Women currently occupy 17 per cent of the seats in British boardrooms – about the same level as Canada – but most of these women are non-executives. Among the FTSE100 top British companies, only 18 executive directors are women, compared with almost 300 men. When Cynthia Carroll quits at Anglo American, there will be only three female chief executives. It seems too predictable that the most female-friendly FTSE company is Burberry, the fashion retailer, with three out of eight board seats occupied by women.
The British government is reluctant to follow the example of Norway, which has had legislation in place since 2003 requiring 40 per cent of board seats to be reserved for women. This has largely been achieved, and without much fuss. But there is the niggling problem that, while there are now lots of female voices at top table, the reality is the action is happening when the men leave the dinner table for the smoking room or its modern workday equivalent, the executive office suite. As in Britain and almost everywhere, in Norway there are still few female chief executives – only 15 per cent of executive management in Norway is female.
I wonder how realistic is the expectation that women will scramble to reach the heights of capitalism. Very few men want to be chief executives of global companies, perhaps a slightly greater number than want to be prime minister, an even more hideous job. Within all the hagiography of Margaret Thatcher, you can find only a few mentions of her private life. This is partly because in those days the press didn't pry in the way it does today, but it may also be because her private world was quite small, much smaller than her public world of work. By some accounts, Lady Thatcher spent less time with her children then than does today the current male British prime minister. Lady Thatcher had the advantage of being married to a wealthy, retired businessman who was happy to walk one step behind, providing unflinching emotional support. But there is absolutely no doubt that when faced with the choice – and the choice came every day – Lady Thatcher chose work over family, 100 per cent. When she retired, she was a lonely figure, bereft by loss of office. I doubt hers is a role-model that attracts many women – or men, for that matter.

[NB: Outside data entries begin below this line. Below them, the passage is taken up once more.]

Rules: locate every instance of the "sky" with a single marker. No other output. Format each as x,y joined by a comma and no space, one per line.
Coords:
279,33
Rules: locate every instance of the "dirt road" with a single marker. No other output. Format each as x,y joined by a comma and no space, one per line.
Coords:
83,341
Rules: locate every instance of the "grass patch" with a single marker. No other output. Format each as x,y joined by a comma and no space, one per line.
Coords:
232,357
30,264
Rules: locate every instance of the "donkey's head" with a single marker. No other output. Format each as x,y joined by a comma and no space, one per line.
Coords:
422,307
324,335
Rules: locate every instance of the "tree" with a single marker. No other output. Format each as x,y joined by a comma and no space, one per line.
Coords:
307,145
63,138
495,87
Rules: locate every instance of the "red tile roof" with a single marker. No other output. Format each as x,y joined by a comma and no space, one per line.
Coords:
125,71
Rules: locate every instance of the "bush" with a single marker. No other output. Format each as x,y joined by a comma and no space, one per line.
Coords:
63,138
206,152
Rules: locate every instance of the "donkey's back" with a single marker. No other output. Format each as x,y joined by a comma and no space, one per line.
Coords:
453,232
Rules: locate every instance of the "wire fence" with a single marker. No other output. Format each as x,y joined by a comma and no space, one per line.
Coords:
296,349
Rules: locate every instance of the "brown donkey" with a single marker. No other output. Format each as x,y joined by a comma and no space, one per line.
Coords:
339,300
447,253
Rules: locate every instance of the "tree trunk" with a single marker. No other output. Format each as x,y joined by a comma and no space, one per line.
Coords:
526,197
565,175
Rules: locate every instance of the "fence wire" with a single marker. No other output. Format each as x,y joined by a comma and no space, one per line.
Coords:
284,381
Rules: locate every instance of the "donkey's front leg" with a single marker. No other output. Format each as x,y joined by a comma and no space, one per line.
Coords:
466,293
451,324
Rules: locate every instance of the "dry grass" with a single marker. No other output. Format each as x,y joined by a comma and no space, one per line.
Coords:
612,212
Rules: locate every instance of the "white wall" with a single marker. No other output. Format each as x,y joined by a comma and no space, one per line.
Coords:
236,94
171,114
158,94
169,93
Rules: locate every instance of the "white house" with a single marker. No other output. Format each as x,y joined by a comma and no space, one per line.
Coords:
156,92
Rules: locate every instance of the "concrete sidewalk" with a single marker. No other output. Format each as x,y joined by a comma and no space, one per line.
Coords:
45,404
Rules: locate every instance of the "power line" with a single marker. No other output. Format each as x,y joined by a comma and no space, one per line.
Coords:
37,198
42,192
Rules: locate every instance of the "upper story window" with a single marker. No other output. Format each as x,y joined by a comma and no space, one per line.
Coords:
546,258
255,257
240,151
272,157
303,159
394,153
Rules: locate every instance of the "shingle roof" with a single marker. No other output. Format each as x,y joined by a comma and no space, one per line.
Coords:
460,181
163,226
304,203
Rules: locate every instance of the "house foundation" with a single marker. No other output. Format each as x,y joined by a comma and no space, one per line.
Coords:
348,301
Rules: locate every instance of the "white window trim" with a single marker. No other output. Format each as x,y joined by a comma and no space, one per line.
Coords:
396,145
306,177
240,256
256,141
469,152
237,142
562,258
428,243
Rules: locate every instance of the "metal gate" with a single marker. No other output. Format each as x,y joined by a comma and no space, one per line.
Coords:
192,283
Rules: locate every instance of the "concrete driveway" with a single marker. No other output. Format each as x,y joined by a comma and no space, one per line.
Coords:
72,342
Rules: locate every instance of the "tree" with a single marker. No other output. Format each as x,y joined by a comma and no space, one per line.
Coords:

But that is what is required of a political leader, and what is required of the successful CEO of a global company. Politicians and CEOs are odd people. It is not an attractive job and the current fashion for politicians to spend more time with their families may in part explain why so many are ineffectual and uninspiring. They are too normal. It also explains why there are so few really good CEOs, and why there may be relatively few female aspirants for the job.